Trenches in Transplant Surgery
Organ Offer Review - Kidney and Liver Transplant

When a deceased-donor offer arrives, the on-call surgeon rapidly weighs donor organ quality, recipient need, and logistics within OPTN/UNOS policy. For kidneys, decisions hinge on KDPI, creatinine/AKI course, machine-pump metrics, procurement biopsy (e.g., glomerulosclerosis/arteriosclerosis), HLA antibodies/virtual or physical crossmatch, and the patient’s wait time/sensitization; kidneys tolerate longer cold ischemia and can be deferred a few hours if needed. For livers, the focus is MELD/urgency, donor stability (pressors/arrest), DCD status and warm ischemia, steatosis by appearance/biopsy, extreme transaminases, size match, and the ability to transplant quickly (short cold time ± normothermic perfusion), with far less emphasis on HLA. Logistics—distance/transport mode, OR and team readiness, projected cold ischemia, and availability of perfusion—can tip the balance for either organ. Donor infections (e.g., HCV NAT+) are acceptable with informed consent and modern antivirals; ABO compatibility is mandatory (liver ABO-incompatible only in rare emergencies).
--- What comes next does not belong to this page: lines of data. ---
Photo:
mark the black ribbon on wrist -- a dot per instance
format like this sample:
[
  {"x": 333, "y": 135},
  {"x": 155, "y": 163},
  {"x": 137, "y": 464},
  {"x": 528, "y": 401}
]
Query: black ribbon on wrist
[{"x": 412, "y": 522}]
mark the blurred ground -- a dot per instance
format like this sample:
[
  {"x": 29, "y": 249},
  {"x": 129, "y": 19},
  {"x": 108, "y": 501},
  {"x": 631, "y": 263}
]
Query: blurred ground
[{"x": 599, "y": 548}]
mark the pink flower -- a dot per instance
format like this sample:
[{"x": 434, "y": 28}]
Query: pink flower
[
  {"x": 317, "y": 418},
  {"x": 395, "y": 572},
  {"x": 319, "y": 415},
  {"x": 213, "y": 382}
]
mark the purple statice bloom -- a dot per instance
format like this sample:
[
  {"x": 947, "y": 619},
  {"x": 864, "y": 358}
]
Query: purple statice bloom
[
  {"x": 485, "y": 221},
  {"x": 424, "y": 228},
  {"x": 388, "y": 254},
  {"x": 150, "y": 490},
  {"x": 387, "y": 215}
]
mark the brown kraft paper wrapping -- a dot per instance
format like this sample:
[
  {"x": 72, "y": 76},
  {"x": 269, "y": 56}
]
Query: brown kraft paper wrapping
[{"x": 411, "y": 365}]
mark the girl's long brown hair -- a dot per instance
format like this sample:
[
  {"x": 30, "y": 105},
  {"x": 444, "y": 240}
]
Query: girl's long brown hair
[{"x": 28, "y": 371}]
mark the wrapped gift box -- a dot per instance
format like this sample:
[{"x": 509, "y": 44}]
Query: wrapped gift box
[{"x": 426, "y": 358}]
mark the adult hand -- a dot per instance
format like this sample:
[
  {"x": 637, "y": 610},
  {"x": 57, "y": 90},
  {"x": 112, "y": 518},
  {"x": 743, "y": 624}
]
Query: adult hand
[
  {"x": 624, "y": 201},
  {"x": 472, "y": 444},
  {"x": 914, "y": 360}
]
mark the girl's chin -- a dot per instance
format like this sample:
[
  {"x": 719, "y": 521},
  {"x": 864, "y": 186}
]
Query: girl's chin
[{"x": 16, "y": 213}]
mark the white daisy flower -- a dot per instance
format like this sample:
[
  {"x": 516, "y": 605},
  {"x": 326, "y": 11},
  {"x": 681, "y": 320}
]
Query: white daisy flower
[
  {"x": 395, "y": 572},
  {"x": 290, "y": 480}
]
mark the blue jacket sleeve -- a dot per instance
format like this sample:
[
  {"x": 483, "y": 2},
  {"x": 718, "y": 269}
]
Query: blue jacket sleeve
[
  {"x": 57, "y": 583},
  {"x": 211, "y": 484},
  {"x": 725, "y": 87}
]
UNOS DonorNet, offer filters, image/biopsy sharing, and emerging AI triage tools streamline evaluation, while center-specific protocols and national metrics encourage timely, appropriate acceptance rather than reflexive decline. Ethically, surgeons balance utility and equity—accepting enough risk to save the right patient now without wasting scarce grafts—recognizing that kidney transplantation is comparatively elective in timing, whereas liver transplantation is often urgent and less forgiving of delay.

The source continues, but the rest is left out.